LOS ANGELES -- Bent on slashing its $2 billion annual supply-chain costs by half within two years' time, U.K. retailer Tesco is investing aggressively in high-productivity, high-efficiency distribution initiatives, including automated "pick-to-zero" technologies.

The company has spent $8 million to equip one fresh-foods warehouse with automated sortation equipment, scanning and product-tracking systems that process 12,000 cases an hour in a "pick-to-zero" -- or no-stockholding -- environment. The remaining eight fresh-foods warehouses are in line for conversion to the same technologies, at a rate of two per year.

"It is obvious that the efficiency of the supply chain is critical to the success of the company," said Paul Bateman, director of distribution for the $22.8 billion retailer based in Cheshunt, England. "Key to retail success is stock availability of fresh product, delivered efficiently and effectively."

Bateman spoke at last month's MarkeTechnics conference here, sponsored by the Food Marketing Institute, Washington.

Retailers who traditionally have focused efforts on their portion of the supply chain -- without regard for the larger picture -- might be wise to rethink that position, he suggested.

"For many years the focus has been on secondary distribution -- centralized distribution to regional warehouses for delivery to stores," he noted. "The efficiency of the primary movement of goods from supplier to the regional center had little interest to the retailer. This was the supplier's problem.

"All this has now changed," Bateman said. "The focus on total supply-chain costs and partnership relationships between supplier and retailer has brought the parties together with common goals and shared information."
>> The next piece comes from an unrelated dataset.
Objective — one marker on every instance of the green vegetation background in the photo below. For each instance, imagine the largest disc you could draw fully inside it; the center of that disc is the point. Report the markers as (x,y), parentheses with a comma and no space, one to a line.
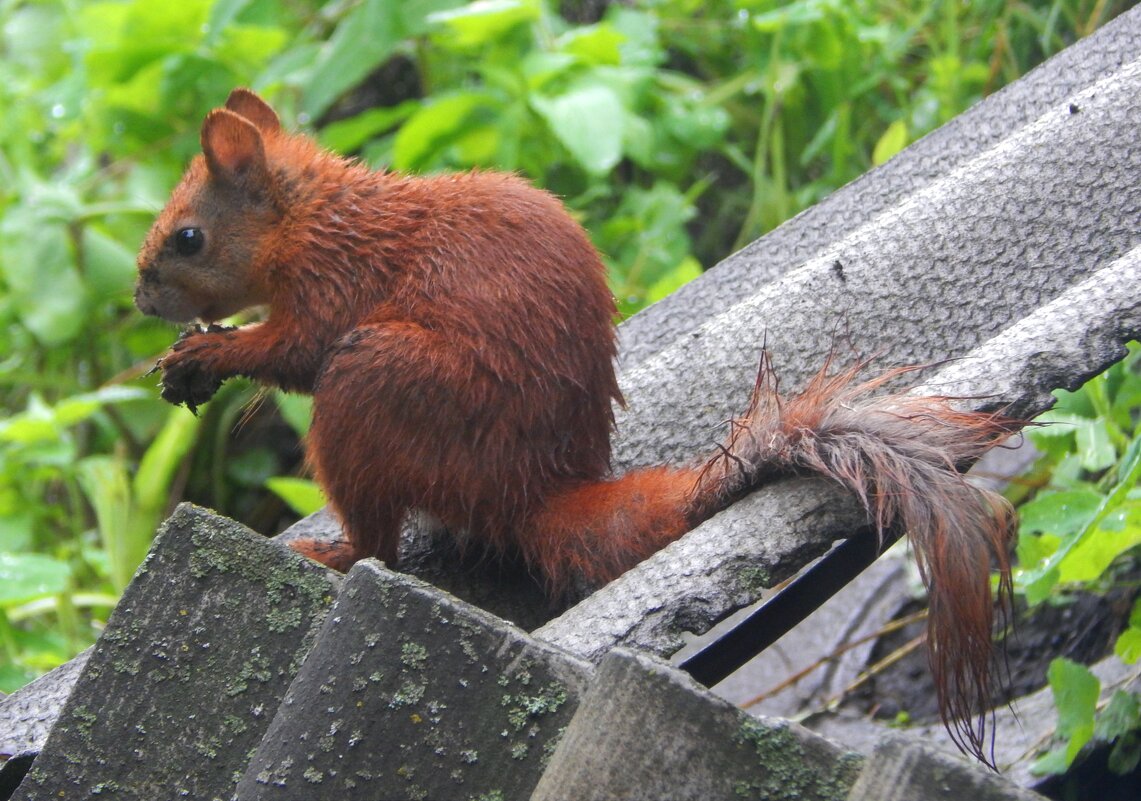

The overriding objective now, he said, is to reduce inventory levels at all points in the supply chain by maximizing opportunities to cross dock merchandise or move it through the warehouse rapidly using "pick-to-zero" sortation. When warehousing products is unavoidable -- for goods with a longer shelf life, for example -- Tesco aims to store inventory no more than one or two days.

Bateman described in detail how picking orders by product line, rather than by store, has sped processing in its nine fresh-foods warehouses, and how the recent automation of "pick-by-line" in one facility has sold the company on rolling it out to the remaining eight.

Each of Tesco's fresh-food warehouses occupies about 300,000 square feet, partitioned into four temperature zones, and processes 50 million cases per year. In total, the company's 20 distribution centers process 1 billion cases per year and service 588 stores.

In manual pick-by-line product handling, used by eight of Tesco's fresh-foods facilities, goods are held in a waiting area after they are received. The system must generate labels that the staff applies to each case.

With automated pick-by-line, Tesco makes use of the bar codes provided by suppliers, which eliminates the time and expense of generating and applying labels.

Tesco pursued the automation for its efficiency benefits but also saw a great improvement in accuracy, he added.

"We are getting in excess of 99.9% accuracy and I don't think anybody yet has found a mis-scanned case.

"With the manual pick-by-line we have a 0.2% error rate, compared with a 0.01% error rate on automated pick-by-line. That's a fantastic difference," he added.